Nella vasta gamma di società e culture studiate dagli antropologi, la genitorialità è sempre associata al lavoro di accudimento, cura ed educazione dei bambini/e. Queste funzioni, possono però essere svolte da tipi di genitori molto diversi. Nel suo libro Contro natura. Una lettera al papa (2008), l’antropologo Francesco Remotti porta una serie di esempi molto diversi di “fare famiglia”: famiglie con più madri, come in molti popoli africani, o con più padri che condividono la genitorialità, come in Nepal e Tibet; famiglie nelle quali il ruolo di padre è svolto dallo zio materno, come nel caso delle Isole Trobriand o dei Na della Cina; famiglie con solo madri, come fra i Nuer del Sudan; infine, le famiglie omogenitoriali, che conosciamo bene anche nella nostra società. Ci sono tanti modi diversi di organizzarsi, pensiamo per esempio alle famiglie dei migranti in America Latina, nelle quali chi assolve i ruoli di genitori possono essere le nonne o i nonni, gli zii e le zie, o persino i fratelli o le sorelle maggiori. Il punto importante che segnalano gli antropologi è che non ci sono figure predeterminate a diventare padri o madri “per natura”: molte persone diverse possono diventare genitori, l’importante è che riescano ad assolvere in maniera adeguata le funzioni di cura ed accudimento nei confronti dei bambini/e.
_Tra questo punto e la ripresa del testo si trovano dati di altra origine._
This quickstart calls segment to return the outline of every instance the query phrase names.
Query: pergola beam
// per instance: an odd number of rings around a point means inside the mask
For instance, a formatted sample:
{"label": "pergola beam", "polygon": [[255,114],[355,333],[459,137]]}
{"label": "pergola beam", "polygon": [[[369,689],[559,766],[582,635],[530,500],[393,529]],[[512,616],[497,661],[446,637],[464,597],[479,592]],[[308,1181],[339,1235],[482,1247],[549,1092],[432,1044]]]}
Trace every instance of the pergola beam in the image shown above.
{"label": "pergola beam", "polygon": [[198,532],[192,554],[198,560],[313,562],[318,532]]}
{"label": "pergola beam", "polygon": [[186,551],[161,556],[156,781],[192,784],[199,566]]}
– RGR: Omogenitorialità e pregiudizi, una chiave di lettura antropologica.

Le ricerche degli antropologi hanno messo in luce ormai da tempo che l’omogenitorialità è una delle tante forme possibili di “fare famiglia”, e che i pregiudizi su di essa sono infondati. Nel 2004, il presidente degli Stati Uniti Bush dichiarò che la famiglia “naturale” doveva essere composta da un padre e da una madre. Il giorno dopo, l’Associazione Americana di Antropologia (AAA), la più importante a livello mondiale, fece uscire una dichiarazione pubblica, nella quale si scriveva che i risultati di più di un secolo di ricerche antropologiche dimostravano che «una vasta gamma di tipi di famiglie, comprese le famiglie basate su unioni di tipo omosessuale, possono contribuire a società stabili e umane». Poco dopo, anche l’Associazione di Psicologia Americana (APA) fece uscire una dichiarazione simile. Nonostante ciò, circolano ancora tanti pregiudizi e falsità, come per esempio le recenti dichiarazioni della ministra per la Famiglia Eugenia Roccella, che ha detto che «un bambino ha diritto ad avere una mamma e un papà, perché è quello che tutti gli psicologi dicono». È incredibile che, venti anni dopo, ci siano personaggi politici che continuano a diffondere questi pregiudizi scientificamente infondati contro le famiglie omogenitoriali. Il compito degli studiosi, antropologi e psicologi per primi, è di continuare a ricordare che ciò che è importante non è il sesso o genere dei genitori, ma la qualità del rapporto che riescono a instaurare con i figli. Questo ci dicono le ricerche scientifiche, e questo bisognerebbe accettare a livello sociale e legale.